Umstände im Einzelfall bestimmen Mietminderung

  • Maschinen verursachen Lärm. Die Höhe der Mietminderung lässt sich pauschal nicht darstellen und richtet sich nach den Umständen des einzelnen Falles.
  • In extremen Fällen, in denen die Wohnung faktisch unbenutzbar wird, kommt eine Minderung bis zu 100 % in Betracht. In einem anderen Fall wurden infolge der Unbenutzbarkeit von Küche und Bad 75 % zugesprochen. Voraussetzung war aber, dass der Vermieter in der Verantwortung war.
  • Führen Sie als Mieter am besten ein Tagebuch, in dem Sie die Dauer des Einsatzes der Geräte vermerken, und beschreiben Sie die damit für Sie persönlich verbundene Beeinträchtigung. Machen Sie zu Beweiszwecken Fotos und zeigen Sie unbeteiligten Zeugen die Situation vor Ort.
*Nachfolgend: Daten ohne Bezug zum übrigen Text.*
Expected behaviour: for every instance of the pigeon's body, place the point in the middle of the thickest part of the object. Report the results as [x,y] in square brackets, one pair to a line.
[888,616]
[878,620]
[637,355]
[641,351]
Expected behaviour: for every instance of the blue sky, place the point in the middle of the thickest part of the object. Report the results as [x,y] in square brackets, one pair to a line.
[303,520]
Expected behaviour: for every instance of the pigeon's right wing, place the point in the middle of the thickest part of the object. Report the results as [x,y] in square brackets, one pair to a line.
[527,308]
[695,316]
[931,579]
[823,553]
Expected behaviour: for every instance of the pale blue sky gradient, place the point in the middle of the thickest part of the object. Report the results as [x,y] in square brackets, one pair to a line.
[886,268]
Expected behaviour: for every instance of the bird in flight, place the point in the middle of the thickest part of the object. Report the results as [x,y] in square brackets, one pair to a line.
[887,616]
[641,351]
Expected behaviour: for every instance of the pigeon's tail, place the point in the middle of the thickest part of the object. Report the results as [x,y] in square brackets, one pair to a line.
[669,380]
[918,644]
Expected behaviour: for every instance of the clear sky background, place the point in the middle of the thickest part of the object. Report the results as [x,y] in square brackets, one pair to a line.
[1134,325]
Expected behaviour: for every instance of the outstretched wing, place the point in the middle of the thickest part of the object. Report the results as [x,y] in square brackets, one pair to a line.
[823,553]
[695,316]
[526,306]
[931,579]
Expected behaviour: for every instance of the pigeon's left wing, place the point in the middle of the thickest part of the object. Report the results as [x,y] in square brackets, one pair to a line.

  • Im Idealfall messen Sie den Geräuschpegel in Ihrer Wohnung mit einem Schallmessgerät.
  • Es kommt vor allem auch darauf an, ob das Gerät in Ihrer Wohnung in Betrieb ist oder im Keller oder fernab steht.
  • Berücksichtigen Sie aber auch, dass der Vermieter das Trocknungsgerät nicht zum Spaß einsetzt, sondern damit voraussichtlich eine auch in Ihrem Sinne liegende Beeinträchtigung durch Feuchtigkeitsschäden bereinigt.